Le poète est décidément fort bien en cour. Il vient de déjeuner
derechef avec M. de Clermont-Tonnerre. Le duc d'Angoulême aurait lu les
_Mémoires du général_ et aurait regretté, au dire du marquis, qu'il
n'ait pas «été employé dans la dernière guerre d'Espagne».
Mon cher Papa,
Remercie, de grâce, M. de Féraudy de sa trop aimable lettre qui nous
a apporté un mot de toi. Dès que j'aurai qque détail des opérations
de l'Académie, je m'empresserai de lui en faire part; et je désire
bien vivement qu'ils soient conformes à mes justes espérances.

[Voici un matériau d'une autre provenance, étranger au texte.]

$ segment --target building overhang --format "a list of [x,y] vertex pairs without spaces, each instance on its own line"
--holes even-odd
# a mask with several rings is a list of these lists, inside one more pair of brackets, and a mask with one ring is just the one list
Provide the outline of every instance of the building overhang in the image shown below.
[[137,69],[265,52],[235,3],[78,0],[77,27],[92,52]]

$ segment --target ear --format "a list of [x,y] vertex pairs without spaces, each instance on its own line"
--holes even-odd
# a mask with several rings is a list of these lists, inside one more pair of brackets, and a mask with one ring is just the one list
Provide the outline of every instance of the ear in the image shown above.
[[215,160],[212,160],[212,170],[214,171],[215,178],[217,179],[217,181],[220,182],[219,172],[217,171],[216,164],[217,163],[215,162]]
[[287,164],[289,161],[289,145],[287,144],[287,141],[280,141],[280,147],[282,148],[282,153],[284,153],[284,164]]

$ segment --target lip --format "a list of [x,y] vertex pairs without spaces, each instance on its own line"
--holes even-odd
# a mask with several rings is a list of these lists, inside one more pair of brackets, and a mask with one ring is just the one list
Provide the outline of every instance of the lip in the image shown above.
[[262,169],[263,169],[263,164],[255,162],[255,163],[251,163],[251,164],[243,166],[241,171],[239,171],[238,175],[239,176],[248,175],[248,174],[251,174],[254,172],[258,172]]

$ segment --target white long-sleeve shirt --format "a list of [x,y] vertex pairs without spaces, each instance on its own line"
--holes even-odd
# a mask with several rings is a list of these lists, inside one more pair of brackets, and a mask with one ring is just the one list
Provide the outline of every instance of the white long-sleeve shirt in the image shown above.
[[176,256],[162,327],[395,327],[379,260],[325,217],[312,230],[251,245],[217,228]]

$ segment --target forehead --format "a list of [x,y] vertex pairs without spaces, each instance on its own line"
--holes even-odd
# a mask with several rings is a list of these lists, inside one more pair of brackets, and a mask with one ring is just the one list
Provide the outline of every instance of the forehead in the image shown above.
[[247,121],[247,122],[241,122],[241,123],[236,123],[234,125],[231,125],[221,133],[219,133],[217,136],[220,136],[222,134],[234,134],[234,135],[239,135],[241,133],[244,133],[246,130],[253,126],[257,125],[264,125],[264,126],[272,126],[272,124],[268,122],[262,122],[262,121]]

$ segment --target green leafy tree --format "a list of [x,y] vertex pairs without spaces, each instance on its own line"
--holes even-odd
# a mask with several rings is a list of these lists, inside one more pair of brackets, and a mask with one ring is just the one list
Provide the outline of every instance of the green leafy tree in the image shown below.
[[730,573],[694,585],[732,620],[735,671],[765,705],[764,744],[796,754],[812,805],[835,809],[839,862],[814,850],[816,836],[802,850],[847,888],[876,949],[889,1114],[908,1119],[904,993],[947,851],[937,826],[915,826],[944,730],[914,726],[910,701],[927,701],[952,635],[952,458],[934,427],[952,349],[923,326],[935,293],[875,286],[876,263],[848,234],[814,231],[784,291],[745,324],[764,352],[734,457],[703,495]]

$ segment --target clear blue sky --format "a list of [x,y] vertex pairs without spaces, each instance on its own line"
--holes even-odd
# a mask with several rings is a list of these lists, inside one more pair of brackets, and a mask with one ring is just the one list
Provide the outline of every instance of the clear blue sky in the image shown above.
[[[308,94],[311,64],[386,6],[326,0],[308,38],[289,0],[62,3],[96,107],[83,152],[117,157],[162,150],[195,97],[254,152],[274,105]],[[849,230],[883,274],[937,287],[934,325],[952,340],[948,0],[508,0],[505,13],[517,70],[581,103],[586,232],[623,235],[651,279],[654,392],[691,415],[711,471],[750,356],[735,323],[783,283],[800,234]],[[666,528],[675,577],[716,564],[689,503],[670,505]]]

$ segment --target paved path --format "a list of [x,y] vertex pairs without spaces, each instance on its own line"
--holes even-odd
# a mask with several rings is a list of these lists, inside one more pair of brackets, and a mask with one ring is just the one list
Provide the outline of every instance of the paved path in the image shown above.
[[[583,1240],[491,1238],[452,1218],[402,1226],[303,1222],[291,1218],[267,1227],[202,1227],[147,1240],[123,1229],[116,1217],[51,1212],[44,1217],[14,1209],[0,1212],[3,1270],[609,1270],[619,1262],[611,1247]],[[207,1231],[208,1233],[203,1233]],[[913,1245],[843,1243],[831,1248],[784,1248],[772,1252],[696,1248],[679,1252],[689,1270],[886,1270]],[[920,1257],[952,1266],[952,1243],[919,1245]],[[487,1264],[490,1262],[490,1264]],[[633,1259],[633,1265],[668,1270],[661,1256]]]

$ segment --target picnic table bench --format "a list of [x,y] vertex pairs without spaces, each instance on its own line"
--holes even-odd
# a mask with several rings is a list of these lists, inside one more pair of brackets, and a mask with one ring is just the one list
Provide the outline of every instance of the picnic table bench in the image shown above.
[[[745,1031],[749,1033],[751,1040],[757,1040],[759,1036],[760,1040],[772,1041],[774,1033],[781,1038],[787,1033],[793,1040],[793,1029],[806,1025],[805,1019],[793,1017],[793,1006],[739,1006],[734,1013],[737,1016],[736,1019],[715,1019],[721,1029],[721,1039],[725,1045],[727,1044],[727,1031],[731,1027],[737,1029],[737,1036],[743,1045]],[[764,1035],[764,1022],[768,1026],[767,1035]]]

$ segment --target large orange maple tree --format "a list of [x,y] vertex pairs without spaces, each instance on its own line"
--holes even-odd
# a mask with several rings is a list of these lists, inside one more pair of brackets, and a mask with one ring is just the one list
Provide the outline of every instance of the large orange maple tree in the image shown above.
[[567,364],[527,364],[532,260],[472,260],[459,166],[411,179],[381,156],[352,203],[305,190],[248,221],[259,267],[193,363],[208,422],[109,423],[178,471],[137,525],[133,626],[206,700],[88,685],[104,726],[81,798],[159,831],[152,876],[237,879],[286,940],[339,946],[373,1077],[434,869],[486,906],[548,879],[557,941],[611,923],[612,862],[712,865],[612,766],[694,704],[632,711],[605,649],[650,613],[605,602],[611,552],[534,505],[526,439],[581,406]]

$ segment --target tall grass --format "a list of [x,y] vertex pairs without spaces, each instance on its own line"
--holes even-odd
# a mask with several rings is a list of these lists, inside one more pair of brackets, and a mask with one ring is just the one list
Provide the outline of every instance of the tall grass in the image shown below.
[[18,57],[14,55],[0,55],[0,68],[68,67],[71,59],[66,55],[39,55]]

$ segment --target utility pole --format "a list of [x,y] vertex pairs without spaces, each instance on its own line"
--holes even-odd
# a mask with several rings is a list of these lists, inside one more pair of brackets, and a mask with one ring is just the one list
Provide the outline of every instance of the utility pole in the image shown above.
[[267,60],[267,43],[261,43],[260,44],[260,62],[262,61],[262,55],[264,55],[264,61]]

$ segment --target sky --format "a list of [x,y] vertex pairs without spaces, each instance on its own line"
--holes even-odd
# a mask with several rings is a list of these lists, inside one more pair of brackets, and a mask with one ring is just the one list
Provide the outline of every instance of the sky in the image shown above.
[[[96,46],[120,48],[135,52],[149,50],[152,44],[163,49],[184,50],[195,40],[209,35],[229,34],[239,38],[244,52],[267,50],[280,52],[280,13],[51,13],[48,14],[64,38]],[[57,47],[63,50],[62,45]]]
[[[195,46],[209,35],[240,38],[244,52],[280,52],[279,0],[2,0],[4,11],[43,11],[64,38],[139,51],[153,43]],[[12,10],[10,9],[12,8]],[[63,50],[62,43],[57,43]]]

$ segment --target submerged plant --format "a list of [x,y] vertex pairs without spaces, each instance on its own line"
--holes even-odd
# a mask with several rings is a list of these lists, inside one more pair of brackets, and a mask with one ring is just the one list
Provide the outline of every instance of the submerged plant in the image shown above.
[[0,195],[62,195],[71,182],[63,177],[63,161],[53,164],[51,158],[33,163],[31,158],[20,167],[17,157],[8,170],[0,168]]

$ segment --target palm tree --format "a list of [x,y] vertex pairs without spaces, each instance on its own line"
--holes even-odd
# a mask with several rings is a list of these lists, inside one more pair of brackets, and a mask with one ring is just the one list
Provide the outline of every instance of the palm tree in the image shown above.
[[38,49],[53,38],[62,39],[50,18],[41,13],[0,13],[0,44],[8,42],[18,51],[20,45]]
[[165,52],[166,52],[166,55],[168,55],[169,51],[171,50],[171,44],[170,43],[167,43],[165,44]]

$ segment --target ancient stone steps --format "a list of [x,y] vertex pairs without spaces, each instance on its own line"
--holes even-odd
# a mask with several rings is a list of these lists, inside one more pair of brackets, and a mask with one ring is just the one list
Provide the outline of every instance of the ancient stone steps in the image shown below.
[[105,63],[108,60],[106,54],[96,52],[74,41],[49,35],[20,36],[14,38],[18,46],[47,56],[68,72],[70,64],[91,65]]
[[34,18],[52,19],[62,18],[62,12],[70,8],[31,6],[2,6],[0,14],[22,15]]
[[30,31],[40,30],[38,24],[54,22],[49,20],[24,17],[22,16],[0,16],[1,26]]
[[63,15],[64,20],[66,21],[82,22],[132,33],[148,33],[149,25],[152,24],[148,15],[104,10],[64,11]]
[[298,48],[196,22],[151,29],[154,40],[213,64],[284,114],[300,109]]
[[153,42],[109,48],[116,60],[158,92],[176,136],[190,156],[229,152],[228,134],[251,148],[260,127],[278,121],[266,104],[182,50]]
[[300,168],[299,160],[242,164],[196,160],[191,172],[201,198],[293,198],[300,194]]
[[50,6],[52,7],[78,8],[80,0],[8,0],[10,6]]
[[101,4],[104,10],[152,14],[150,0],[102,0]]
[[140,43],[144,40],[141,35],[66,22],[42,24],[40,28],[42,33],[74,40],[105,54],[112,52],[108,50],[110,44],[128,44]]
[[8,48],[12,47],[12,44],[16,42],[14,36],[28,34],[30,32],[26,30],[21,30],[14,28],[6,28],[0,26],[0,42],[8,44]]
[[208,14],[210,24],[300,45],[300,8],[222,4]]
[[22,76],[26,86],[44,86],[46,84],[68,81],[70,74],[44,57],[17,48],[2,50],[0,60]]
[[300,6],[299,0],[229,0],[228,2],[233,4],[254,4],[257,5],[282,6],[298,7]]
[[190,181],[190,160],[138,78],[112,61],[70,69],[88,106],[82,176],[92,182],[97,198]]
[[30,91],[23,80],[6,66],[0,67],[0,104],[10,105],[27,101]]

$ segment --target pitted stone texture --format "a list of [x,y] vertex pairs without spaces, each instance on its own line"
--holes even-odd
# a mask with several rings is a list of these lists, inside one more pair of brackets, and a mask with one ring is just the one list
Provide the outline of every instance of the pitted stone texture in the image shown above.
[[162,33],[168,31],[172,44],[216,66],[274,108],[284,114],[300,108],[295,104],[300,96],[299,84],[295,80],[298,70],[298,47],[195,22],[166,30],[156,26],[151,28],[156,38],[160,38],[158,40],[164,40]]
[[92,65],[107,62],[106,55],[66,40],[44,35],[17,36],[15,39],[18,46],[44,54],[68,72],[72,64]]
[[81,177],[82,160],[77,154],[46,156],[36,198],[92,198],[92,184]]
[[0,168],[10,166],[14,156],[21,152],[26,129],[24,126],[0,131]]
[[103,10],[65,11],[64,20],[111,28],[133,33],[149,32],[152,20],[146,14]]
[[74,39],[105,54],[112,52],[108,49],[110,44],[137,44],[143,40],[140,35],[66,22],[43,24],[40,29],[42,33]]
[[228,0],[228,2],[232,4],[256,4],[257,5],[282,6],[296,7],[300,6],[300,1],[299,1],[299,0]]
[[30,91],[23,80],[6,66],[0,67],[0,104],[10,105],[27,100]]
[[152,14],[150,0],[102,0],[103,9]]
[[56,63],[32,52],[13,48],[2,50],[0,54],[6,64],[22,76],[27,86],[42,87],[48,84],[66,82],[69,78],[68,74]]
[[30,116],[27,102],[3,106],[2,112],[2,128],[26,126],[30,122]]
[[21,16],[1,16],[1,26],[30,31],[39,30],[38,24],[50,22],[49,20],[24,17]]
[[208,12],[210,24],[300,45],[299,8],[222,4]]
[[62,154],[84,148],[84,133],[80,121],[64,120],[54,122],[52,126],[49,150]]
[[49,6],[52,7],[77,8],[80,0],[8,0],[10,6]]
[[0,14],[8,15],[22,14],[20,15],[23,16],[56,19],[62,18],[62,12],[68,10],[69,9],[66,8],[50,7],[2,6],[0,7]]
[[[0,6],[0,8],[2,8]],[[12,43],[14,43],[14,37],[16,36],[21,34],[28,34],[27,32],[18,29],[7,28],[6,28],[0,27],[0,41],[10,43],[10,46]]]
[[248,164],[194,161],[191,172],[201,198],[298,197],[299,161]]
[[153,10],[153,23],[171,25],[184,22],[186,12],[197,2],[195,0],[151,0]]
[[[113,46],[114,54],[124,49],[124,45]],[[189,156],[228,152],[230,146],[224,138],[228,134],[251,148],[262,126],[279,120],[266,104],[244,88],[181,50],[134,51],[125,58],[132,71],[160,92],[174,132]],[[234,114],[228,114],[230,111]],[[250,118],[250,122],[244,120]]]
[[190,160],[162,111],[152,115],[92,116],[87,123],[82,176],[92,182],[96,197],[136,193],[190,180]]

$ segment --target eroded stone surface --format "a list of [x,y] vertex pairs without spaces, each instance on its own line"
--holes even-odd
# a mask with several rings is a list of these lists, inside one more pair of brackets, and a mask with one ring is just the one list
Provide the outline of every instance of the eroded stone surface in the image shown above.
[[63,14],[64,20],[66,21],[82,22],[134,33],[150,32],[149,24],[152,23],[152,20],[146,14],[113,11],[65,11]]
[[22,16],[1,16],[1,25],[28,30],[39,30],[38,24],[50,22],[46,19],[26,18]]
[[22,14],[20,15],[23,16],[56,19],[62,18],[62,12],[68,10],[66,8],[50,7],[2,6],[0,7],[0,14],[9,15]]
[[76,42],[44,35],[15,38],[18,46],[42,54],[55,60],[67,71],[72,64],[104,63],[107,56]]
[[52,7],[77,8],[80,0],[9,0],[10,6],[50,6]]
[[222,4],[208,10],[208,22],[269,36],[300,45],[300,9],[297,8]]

Il me paraît d'après ton apostille d'ailleurs si pleine de tendresse
et de bonté, que tu n'as pas encore reçu mes _nouvelles_ rapsodies.
Pourtant le libraire Ladvocat s'était chargé de te faire passer un
exemplaire vélin sur lequel j'avais écrit un mot. Mande-moi si tu
l'as reçu.
Je t'écris encore aujourd'hui _provisoirement_, entre deux courses
_indispensables_ et je t'assure fort ennuyeuses. Il n'y a rien pour
absorber toute une vie, comme la publication d'un méchant livre.
M. de Clerm.-Tonn. avec qui j'ai déjeuné avant-hier m'a chargé de
t'écrire que M. le duc d'Angoulême lui avait parlé de toi et de tes
Mémoires _qu'il a lus avec le plus haut intérêt_, et qu'il regrettait
que tu n'eusses pas été employé dans la dernière guerre d'Espagne.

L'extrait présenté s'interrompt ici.